• Ei tuloksia

Background knowledge

2.1 The background and significance of the project

In the Networked Era, computers and network technologies are changing people’s life.

Since APARNET was established, the Internet has experienced a rapid development. It has now become a global facility that almost covers every hole and corner on this planet. As a main part of the Internet, network protocols have been well developed to meet a wide range of practical applications. However, with the continuous expansion of its scale to both services and users, the problems that the Internet has to face are also growing.

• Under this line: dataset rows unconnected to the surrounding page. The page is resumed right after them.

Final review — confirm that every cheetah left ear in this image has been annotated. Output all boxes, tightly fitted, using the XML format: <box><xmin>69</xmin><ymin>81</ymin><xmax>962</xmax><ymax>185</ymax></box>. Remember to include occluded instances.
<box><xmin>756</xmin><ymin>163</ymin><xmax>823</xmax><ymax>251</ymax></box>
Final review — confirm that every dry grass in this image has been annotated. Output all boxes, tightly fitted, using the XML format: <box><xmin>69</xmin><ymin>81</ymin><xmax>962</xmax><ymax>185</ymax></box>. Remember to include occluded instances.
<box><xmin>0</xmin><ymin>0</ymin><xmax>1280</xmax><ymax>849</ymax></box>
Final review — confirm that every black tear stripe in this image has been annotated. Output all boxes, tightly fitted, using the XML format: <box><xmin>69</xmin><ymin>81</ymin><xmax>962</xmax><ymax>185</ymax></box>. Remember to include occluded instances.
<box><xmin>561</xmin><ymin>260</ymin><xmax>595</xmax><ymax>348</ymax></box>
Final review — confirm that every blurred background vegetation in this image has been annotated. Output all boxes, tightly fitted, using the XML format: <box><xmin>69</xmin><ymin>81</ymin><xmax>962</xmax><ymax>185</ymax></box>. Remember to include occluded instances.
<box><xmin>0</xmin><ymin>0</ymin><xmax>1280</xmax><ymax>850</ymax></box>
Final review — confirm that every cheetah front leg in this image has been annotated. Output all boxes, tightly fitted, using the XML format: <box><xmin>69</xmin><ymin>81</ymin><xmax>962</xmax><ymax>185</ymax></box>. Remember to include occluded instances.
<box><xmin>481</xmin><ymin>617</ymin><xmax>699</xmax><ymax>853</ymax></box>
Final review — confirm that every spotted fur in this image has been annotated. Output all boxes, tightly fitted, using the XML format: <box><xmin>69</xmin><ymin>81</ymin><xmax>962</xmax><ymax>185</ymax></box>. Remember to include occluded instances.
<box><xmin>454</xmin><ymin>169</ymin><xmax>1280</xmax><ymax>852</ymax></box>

Due to the wide use of database management systems, data is piling up as time goes by. People can learn from data, but large bodies of data are unless because people need specific data, not the unassorted one. Over the past few years, the development of knowledge discovery in this field is growing fast because of the large markets and research interests. The progress of computer technology and data collection techniques enable people to collect and store data from a broader range at an unprecedented speed. On the other hand, although modern database technology can help us to store large amounts of data easily, it cannot help us to analyze and understand data, or represent data in an understandable information form. In the past, the common method we used for knowledge acquisition was analysis, filter, comparison, and then we extracted out the knowledge and created rules. However, as the knowledge engineers have limitations on knowledge, so the knowledge we gained will be limited. At present, when the traditional knowledge acquisition faces the huge data warehouse, it cannot do anything, so data mining technology was created to address these challenges.

Data Mining is the process of extracting information and knowledge implicit in from large, incomplete, noisy, fuzzy, random practical application data, people do not know in advance but which is potentially useful [1 , 2].

The reason why data mining has the great importance in the information industry is because large amounts of data need to be changed to useful information that can be understood easily by people, and they also can be widely used in various applications, including business management, production control, marketing analysis, engineering

design and science exploration. Therefore, data mining is the natural evaluation result of information technology, which is important.

2.2 The major work and objectives

Data mining algorithms have become a huge technology system after years of development. This involves blending different disciplines and a large number of algorithms and different functions tools. One of the basic objectives of this project is to study data mining techniques, read related data mining materials, understand the basic concepts and general methodology, grasp the common methods and to achieve the preliminary algorithm, especially to master the classification, clustering and feature selection algorithm. Another objective is to study the books and materials related to data mining, read the papers related to network traffic classification based on data mining technology, become familiar with the current network flow, learn the development status and role of data mining in modern society, learn the data mining application technology in network and the application mode in business issues. The last objective is to develop my practical application skills with data mining techniques.

This thesis describes the current network environment now, simply analyze the development and mature status of network technology, discusses the next hot technology spot that can advance the progress of human society, and obtain the current phenomenon “ data explosion but lack of knowledge”. We find that people hope to analyze on a higher level to make better use of these data, this leads to data mining and knowledge discovery techniques, and makes a detailed elaboration and introduction on the data mining method which was proposed in 1980s. Chapter three and Chapter four introduce details on the data mining application in network and business, and several successful cases. These chapters also introduce the data mining method based on statistical features, a typical algorithm based on this method named decision tree algorithm. Finally, the thesis introduces the WEKA software and some relation knowledge, and the test process based on WEKA platform.

2.3Thesis structure

The thesis mainly introduces the basic concepts of data mining, common methods and the application in network and business projects, In addition, it cites some success cases. At last, it describes a simple data mining test based on WEKA software carried out by the author.

The first chapter introduces the research background and significance, the main objective of this project and the main work and arrangement for the overall structure of the thesis.

The second chapter describes the data mining methods. The basic concepts of data mining methods are given. Including the definition of data mining, common methods and the basic processes, the thesis describes the commonly used classification methods and the clustering methods, and then gives the general guidelines of the assessment and classification.

The third chapter describes the data mining application in network, mostly about the network traffic and the data mining for network traffic. Given the concept of network traffic flow, the thesis presents the characteristics of the network features leads network traffic classification methods based on data mining technology, and then introduces a network traffic classification method based on decision tree.

The fourth chapter introduces some applications in business, and some success cases of the data mining application project.

The last chapter is mainly focused the WEKA software, introduces characteristic of the WEKA system, file format, system interface, the mining process, and then describes simple project test on WEKA.